The High Command representatives entertained another bout of quiet. Laneia for reflection, Feala to consult her notes.
“If I might,” inquired the elder asari, “what do you intend to do with your freedom, Lieutenant?”
“I’ll enjoy hearing my name again,” she retorted, eliciting a mild smile from the Matriarch. “And then… I’m not sure yet. I honestly never thought I’d get this far.” The commando shook her head with wonder, as if she were only beginning to grasp the gravity of her situation. “I do love our people. I just can’t serve them with blood on my hands anymore. I’d like to build things for once, not tear them down. But… for what it’s worth, this’ll serve me, invaluably. Forever.”
Feala nodded and handed the Lieutenant her datapad. A brief legal document, devoid of details by necessity. She read the text three times before applying her signature next to that of the Matriarch. In a few seconds, the scrawled names of the remaining High Command appeared on the form.

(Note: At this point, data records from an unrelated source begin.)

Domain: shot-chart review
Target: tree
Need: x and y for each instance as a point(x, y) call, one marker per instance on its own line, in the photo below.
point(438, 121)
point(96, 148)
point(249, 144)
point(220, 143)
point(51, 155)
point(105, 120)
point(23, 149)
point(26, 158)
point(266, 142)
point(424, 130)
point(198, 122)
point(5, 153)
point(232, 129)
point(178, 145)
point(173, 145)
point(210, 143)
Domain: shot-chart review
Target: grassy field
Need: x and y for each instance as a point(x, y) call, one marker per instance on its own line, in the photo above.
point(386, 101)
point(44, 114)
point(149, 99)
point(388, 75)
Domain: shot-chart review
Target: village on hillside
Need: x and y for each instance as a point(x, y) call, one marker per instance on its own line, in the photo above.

She wondered if there was an actual T’Loak in there somewhere. Before she could attempt to decipher the script, deformed to illegibility by infinite repetition, the document sealed itself and disappeared from the screen. The commando – No, she reminded herself, civilian – was left staring at her reflection in the glossy black surface.

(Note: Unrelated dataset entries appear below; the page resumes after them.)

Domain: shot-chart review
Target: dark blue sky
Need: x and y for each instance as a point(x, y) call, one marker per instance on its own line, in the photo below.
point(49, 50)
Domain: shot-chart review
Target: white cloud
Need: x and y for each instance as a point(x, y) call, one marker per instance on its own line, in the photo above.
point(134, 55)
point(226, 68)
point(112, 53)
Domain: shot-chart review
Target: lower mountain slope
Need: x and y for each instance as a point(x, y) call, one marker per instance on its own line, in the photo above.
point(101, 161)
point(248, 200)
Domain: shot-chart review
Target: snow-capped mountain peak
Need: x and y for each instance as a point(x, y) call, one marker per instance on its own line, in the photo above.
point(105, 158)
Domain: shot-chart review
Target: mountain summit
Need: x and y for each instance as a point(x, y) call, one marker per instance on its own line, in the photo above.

Her gaze tracked the bruising up to the red markings on her forehead and cheekbones. They cut across fine blue scales in a near-perfect abstraction of lightning. The trait had earned her many names in just as many languages. If there was one thing Omega didn’t lack for, it was diversity.
“Tempest,” she mouthed under her breath.
“What was that?” Feala said as she accepted her datapad with quirked lips.
The younger asari shook her head. “Nothing. Just saying goodbye.”
“Quite.” The Matriarch pocketed the device and stepped off the podium to join her former agent. “I would say it’s been a pleasure working with you, but in the interest of candor…” Feala let her sentence wither as she proffered an open palm.
Unbidden, the gesture called forth the memory of their first handshake. Her people often perceived the passage of time differently simply for the luxury of being afforded so much of it. Despite this, the last fifty years had felt as long as the preceding few hundred. And if she’d experienced them so, far removed from the gruesome reality of the Terminus systems, what terrible mark had they left upon this girl?
But the hand wrapped around her own was firm. It wasn’t the faltering farewell of a broken warrior – rather the undaunted grip of a maiden matured centuries before her time.
Feala found herself at a loss. What she’d meant to say had drowned in the pools of green that met her eyes. The younger asari held her gaze far longer than customary, but the Matriarch couldn’t look away. When the agent finally did, the strange connection faltered, and her faculties returned. She schooled the confusion into a staid façade and retrieved her hand to her side. With this newfound revelation still fresh on her mind, Feala revised her words.
“I hope one day we might work together again under more pleasant circumstances.” And for once, it was the truth.
The “Why?” caught her as she was leaving the room, and the Matriarch stopped. She sought out those curious greens over her shoulder, and smiled her little smile.
“If I’m right, you already know. Good day, Tevos.”